HSE National Women and Infants Health Programme is “recommending that from a clinical perspective it would be safest” that all women accessing the HSE National Home Birth Service would reside 30 minutes or less blue light distance from their nearest maternity service, states a letter seen by the Irish Examiner. 

It says this includes ambulance transfer and response times, as well as the time until assessment upon arrival at the hospital.

Signed by national clinical director Cliona Murphy and lead midwife Angela Dunne, the letter was sent to Liam Woods, outgoing director of acute operations, in July.

The move has been criticised by community midwives, who are pointing out that the change will have the most significant impact on those living in rural areas.

‘Push more women towards free-birthing’

One of the main concerns, they explain, is that the move will encourage pregnant women to turn to free-birthing — giving birth at home without supervision — which carries health risks for both the mother and the baby.

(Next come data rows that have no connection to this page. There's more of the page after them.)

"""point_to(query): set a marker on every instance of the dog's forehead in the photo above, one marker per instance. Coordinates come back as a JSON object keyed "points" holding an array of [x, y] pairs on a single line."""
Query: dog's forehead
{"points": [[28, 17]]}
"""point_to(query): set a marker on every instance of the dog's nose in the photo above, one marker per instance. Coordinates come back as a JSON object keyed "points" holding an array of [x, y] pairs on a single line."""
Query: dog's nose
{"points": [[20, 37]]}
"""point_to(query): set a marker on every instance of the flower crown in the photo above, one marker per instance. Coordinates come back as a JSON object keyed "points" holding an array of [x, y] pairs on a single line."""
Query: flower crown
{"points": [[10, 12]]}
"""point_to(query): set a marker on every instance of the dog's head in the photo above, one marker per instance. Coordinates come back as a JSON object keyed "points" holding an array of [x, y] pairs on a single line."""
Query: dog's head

Community Midwives Association chairwoman Ali Murphy warned that the HSE is “going to have blood on their hands” if the recommendation is implemented.

“This is infringing on women’s human rights by installing a 30-minute transfer limit,” Murphy says.

“That is all fine for Dublin. This does not equate across the rest of the country. We were promised from the beginning that the service would transfer as is, they are not doing that. “

Murphy says she and her colleagues are concerned limiting access to trained midwives “will push more women towards free-birthing”.

“It is my strong belief that free-birthing is on the rise. The HSE is going to have blood on their hands. Women want choice, they want to be able to birth their babies where they want to birth their babies.”